Electronic discovery: Plan ahead or pay
April 7, 2008 by Sam NarisiPosted in: Document retention, In this week's e-newsletter, Latest News & Views, Security and law
Electronic discovery rules have created huge legal headaches for companies struggling to get a handle on document management. And as a recent lawsuit shows, companies that aren’t up-to-date can get hit hard.
A discrimination suit was filed against a county government office in New York. The plaintiffs claimed key evidence was to be found in the county’s e-mail servers. But the county said the e-mails in question were no longer stored on the network. They could could get them from the archive of back-up tapes, but they’d have to pay employees or outside consultants an arm and a leg to search through about 420 reels of tape.
Normally courts let companies slide – or at least ask the parties to split the bill – when the cost of discovery is unreasonably high. However, in this case, the county was moving the e-mails to the back-up tapes even after it knew it was getting dragged into court — which is a violation of e-discovery rules. So the county had to perform the e-mail search and pay the full price, and it got fined for breaking the rules on top of that.
What you can learn
Of course, companies aren’t expected to save every piece of data indefinitely just in case a lawsuit comes up. But as the judge in this case said, when a company is in court, they “can’t just throw [their] hands up and say we don’t store [e-mails] in an accessible format and then expect everyone to walk away.”

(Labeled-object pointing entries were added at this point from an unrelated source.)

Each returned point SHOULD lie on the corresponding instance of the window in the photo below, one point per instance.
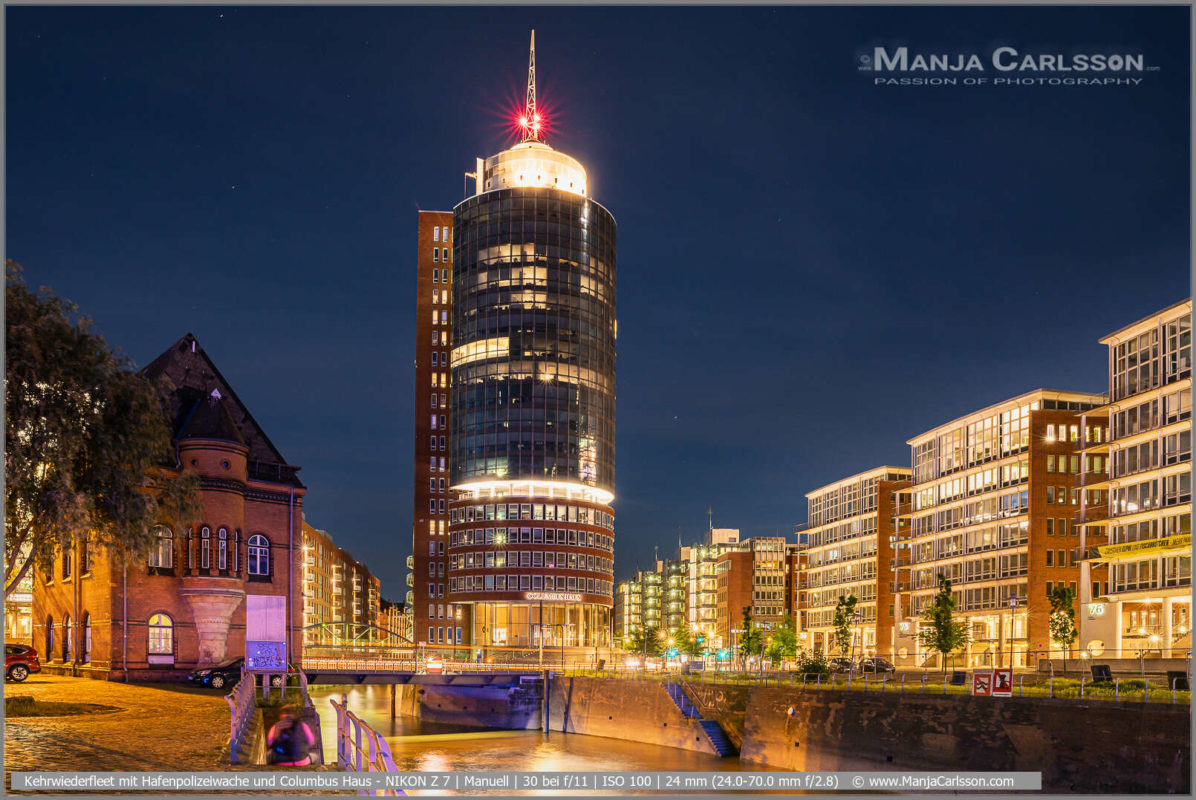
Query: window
(258, 555)
(160, 645)
(162, 554)
(223, 554)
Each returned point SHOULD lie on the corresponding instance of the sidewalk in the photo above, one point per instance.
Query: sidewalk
(159, 727)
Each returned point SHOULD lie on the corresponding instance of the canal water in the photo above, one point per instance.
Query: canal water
(513, 751)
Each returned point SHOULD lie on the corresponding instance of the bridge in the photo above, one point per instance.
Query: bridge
(339, 671)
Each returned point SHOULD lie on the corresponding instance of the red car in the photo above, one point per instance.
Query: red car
(18, 661)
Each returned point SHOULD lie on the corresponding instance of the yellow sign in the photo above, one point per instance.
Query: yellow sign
(1145, 548)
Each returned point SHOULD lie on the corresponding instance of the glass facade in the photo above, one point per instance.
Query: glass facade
(534, 322)
(532, 410)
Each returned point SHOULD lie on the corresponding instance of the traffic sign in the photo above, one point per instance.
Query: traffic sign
(1002, 682)
(982, 683)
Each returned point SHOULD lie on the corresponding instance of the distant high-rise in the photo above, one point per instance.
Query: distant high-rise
(532, 419)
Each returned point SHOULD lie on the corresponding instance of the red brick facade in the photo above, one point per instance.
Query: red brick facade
(183, 605)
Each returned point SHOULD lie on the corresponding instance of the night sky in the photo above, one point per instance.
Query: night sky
(811, 269)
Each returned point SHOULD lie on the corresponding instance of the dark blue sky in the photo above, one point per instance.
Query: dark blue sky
(811, 269)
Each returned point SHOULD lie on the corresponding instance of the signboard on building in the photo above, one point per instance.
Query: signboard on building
(1002, 683)
(266, 633)
(1145, 548)
(554, 597)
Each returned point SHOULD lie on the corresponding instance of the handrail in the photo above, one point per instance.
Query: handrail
(352, 756)
(240, 706)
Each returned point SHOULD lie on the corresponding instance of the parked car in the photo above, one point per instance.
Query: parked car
(18, 661)
(877, 665)
(229, 675)
(219, 676)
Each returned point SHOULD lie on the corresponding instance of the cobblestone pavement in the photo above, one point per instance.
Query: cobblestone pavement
(159, 727)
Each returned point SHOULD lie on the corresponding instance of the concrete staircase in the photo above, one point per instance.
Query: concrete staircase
(712, 730)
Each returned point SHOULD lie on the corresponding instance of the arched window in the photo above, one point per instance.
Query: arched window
(160, 646)
(258, 555)
(85, 654)
(162, 553)
(223, 553)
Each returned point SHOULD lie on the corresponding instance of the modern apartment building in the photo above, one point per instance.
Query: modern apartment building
(434, 617)
(702, 582)
(850, 536)
(994, 499)
(1145, 533)
(751, 576)
(530, 545)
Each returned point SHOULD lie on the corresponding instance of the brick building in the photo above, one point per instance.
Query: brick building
(432, 614)
(1142, 530)
(183, 605)
(849, 553)
(993, 504)
(341, 597)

The key is having a data retention policy and knowing when to go beyond it. As long as companies have a consistent schedule for how long they hang on to e-mails before wiping them from the server, courts have found those policies to be compliant.
The exception is in the case of a so-called “litigation hold.” In other words, when a company can reasonably expect that it’s going to wind up in court, it has to make sure every piece of data that might relevant to the case is saved in a readily accessible format. That means as soon as HR, or anyone else, gets word about possible legal action, IT needs to know so they work on protecting the necessary info.
Otherwise, the company get hit with a fine, and may even end up losing the case by default.